In this work, I implemented a generative adversarial network based on the theories of capsules, dynamic routing by agreement and mutual information. The GAN is for the most part symmetric, given the similarity in the architecture between the generator and discriminator networks. This project pursues the idea of a path toward unsupervised classification of MNIST digits, achieving an accuracy much close and comparable to baseline classifier trained in a supervised manner; where the two approaches would share the same encoder architecture. However in the unsupervised approach, at least during training stage, the architecture of the trainable infrastructure required is more complex, harder to deal with, due to training stability and an accentuated stochastic behavior.
During training, in order for the discriminator to act as a classifier while capturing the class information from the unlabeled dataset, a random set of class labels, is given as input to the generator, whereas that exact set is used afterwards to penalize the discriminator. Hence the mutual information technique.
- Pytorch 1.0
- Python 3.6
- opencv 3.4.1
- numpy 1.16.2
For a more comprehensive list of required packages you may refer to the file conda_environment.yaml You may also use conda package manager to recreate that specific working environment, with the following command:
conda env create -f conda_environment.yaml
python main.py
The current code implementation on the branch master reflects the architecture shown above in this repository. In this branch, however, the network design is not aligned with the final objective of this project, whereas it is in the branch called mimic.
Unlike in the standard architecture as in GAN theory where the input to the generator is randomly sampled, in here the input is the directly correlated to the output of the discriminator.
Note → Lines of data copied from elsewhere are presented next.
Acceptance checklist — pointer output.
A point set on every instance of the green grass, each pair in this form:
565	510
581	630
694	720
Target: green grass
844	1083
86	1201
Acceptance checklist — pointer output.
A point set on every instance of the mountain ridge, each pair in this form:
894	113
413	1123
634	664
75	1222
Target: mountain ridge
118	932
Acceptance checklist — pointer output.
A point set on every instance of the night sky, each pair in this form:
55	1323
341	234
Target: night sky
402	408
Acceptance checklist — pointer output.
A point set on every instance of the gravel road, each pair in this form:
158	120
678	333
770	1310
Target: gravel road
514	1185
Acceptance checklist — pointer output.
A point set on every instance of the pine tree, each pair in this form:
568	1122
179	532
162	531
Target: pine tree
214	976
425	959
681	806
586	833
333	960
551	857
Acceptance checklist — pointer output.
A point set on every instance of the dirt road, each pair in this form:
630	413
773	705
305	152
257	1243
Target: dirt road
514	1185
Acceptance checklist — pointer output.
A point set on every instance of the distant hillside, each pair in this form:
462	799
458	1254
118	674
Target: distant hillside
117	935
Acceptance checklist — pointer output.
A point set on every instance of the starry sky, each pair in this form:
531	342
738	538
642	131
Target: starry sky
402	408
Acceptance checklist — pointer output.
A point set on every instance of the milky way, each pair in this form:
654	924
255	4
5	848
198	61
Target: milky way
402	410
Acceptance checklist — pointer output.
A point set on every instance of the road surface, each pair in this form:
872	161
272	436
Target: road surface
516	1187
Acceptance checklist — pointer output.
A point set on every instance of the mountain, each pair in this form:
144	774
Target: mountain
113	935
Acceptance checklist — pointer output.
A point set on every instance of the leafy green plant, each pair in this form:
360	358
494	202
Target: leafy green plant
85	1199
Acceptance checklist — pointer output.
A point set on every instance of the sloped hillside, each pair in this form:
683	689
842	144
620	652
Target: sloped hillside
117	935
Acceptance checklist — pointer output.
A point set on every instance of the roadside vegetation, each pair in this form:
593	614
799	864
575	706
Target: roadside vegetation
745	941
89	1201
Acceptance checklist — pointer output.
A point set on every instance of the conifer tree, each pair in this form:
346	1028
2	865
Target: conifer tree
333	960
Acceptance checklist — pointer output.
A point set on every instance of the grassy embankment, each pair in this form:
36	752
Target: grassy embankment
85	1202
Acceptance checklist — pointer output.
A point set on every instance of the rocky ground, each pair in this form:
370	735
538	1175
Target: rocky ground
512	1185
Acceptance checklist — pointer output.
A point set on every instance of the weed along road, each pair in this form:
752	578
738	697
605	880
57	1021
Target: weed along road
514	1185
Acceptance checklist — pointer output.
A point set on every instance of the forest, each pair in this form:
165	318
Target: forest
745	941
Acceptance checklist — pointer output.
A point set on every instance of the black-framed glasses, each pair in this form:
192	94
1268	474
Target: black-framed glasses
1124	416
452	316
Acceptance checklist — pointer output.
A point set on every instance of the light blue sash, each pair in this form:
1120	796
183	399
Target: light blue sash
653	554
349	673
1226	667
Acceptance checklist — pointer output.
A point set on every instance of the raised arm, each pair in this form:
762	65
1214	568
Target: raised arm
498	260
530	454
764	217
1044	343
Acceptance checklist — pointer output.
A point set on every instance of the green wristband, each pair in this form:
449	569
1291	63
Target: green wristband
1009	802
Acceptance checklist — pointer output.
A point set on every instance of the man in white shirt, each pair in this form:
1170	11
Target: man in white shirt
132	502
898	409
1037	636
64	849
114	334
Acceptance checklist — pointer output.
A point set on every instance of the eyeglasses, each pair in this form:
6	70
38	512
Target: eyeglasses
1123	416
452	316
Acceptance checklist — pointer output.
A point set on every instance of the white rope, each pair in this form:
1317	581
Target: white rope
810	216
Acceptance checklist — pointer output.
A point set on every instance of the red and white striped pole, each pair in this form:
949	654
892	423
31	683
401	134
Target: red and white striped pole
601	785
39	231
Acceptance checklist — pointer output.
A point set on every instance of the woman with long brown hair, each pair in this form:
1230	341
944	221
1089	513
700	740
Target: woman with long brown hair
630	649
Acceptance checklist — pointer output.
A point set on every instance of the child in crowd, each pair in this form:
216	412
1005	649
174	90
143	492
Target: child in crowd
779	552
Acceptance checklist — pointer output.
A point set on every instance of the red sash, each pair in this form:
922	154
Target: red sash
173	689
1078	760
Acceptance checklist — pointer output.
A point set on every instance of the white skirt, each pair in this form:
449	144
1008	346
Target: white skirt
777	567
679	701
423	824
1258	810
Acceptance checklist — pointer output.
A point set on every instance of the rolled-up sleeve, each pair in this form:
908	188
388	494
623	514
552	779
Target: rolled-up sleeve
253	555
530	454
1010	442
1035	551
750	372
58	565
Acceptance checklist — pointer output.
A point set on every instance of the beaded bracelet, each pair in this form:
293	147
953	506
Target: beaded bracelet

More specifically in this implementation the last capsule layer of discrimination is provided as input to the generator, and currently the class info is not integrated in the network.
The input to the generator is the concatenation of a one dimensional tensor of continuous code (random normal distribution) of size 32, and a second tensor of discrete code (random hot-encoded class info) of the same size of the number of classes, 10 in the case of MNIST.